Page MenuHomePhabricator

Unattached accounts created on registration
Closed, ResolvedPublic

Description

Here: https://meta.wikimedia.org/wiki/Special:CentralAuth/%E6%97%A5%E6%9C%AC%E8%84%B1%E7%A8%8E%E5%85%9A
is another newly created account with one unattached account.

Event Timeline

Tgr triaged this task as High priority.EditedJul 22 2016, 10:17 PM
mysql:wikiadmin@db1094 [centralauth]> select * from localuser where lu_name = ' 日本脱税党';
+---------------+-----------------+-----------------------+--------------------+
| lu_wiki       | lu_name         | lu_attached_timestamp | lu_attached_method |
+---------------+-----------------+-----------------------+--------------------+
| jawikiquote   | 日本脱税党        | 20160722191303        | login              |
| mediawikiwiki | 日本脱税党        | 20160722190604        | login              |
| metawiki      | 日本脱税党        | 20160722190603        | new                |
+---------------+-----------------+-----------------------+--------------------+
3 rows in set (0.00 sec)

mysql:wikiadmin@db1094 [centralauth]> select * from localnames where ln_name = '日本脱税党';
+---------------+-----------------+
| ln_wiki       | ln_name         |
+---------------+-----------------+
| jawikiquote   | 日本脱税党        |
| loginwiki     | 日本脱税党        |
| mediawikiwiki | 日本脱税党        |
| metawiki      | 日本脱税党        |
+---------------+-----------------+
4 rows in set (0.00 sec)

and the loginwiki account does indeed exist.

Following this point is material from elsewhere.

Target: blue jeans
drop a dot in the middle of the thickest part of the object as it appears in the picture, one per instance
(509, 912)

This is extra bad due to T137551.

Created by CentralAuthCreateLocalAccountJob, which says registration failed for global account '日本脱税党'.

which says registration failed for global account '日本脱税党'.

That's logged in CentralAuthUser::register which as far as I can see could only be called from CentralAuthHooks::onLocalUserCreated after passing a !$centralUser->exists() check. So probably the job is scheduled and executed so fast that it runs before the transaction for the registration is committed.

The odd thing about that error is that it comes from CentralAuthUser::register(), which shouldn't have been called from CentralAuthCreateLocalAccountJob at all.

To make this happen, first CentralAuthUser::getInstance( $user )->exists() would have to be true to avoid erroring out in CentralAuthCreateLocalAccountJob, but then the LocalUserCreated hook would have to find that CentralAuthUser::getMasterInstance( $user )->exists() returns false. So, maybe if the CA cache was updated but the transaction wasn't committed yet, then the job got picked up and run before that transaction commit happened.

mysql:wikiadmin@db1086 [centralauth]> SELECT COUNT(*) FROM localnames LEFT OUTER JOIN localuser ON ln_wiki = lu_wiki AND ln_name = lu_name WHERE lu_name IS NULL;
+----------+
| COUNT(*) |
+----------+
|     1567 |
+----------+
1 row in set (5 min 43.16 sec)

Of course some of that could be due to T119736 or something else entirely and does not necessarily represent real unattached accounts.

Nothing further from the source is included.